Jocelyne Bloch


Jocelyne Bloch, a Swiss neuroscientist, is a neurosurgeon at Lausanne University Hospital.

Life

She graduated in the Faculty of Medicine of Lausanne University in December 1994 and she obtained her neurosurgical degree in 2002.
Neurosurgeon Jocelyne Bloch is an expert in deep brain stimulation and brain repair for movement disorders. In collaboration with EPFL, she is currently leading a clinical feasibility study that evaluates the therapeutic potential of this spinal cord stimulation technology, without the brain implant, to improve walking in people with partial spinal cord injury affecting the lower limbs.
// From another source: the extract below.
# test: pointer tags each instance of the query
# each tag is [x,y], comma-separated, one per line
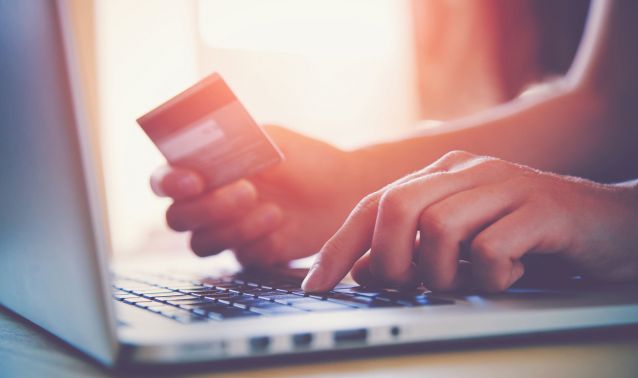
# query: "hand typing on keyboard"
[197,299]
[468,220]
Paralysed but walking: Brain and spine implants help monkeys move again

The wireless brain and spine implants used could help paralysed people regain control of their bodies. Monkeys with spinal injuries that have left them paralysed are able to walk again through wireless implants in their brains and spines that bypass the damaged tissue. Scientists developed a brain-spinal interface to transmit neural signals from the brain to a site in the spinal cord downstream of the injury. Neurosurgeon Jocelyne Bloch of the Lausanne University Hospital, who surgically implanted the brain and spinal cord implants, says: "The link between the decoding of the brain and the stimulation of the spinal cord – to make this communication exist – is completely new.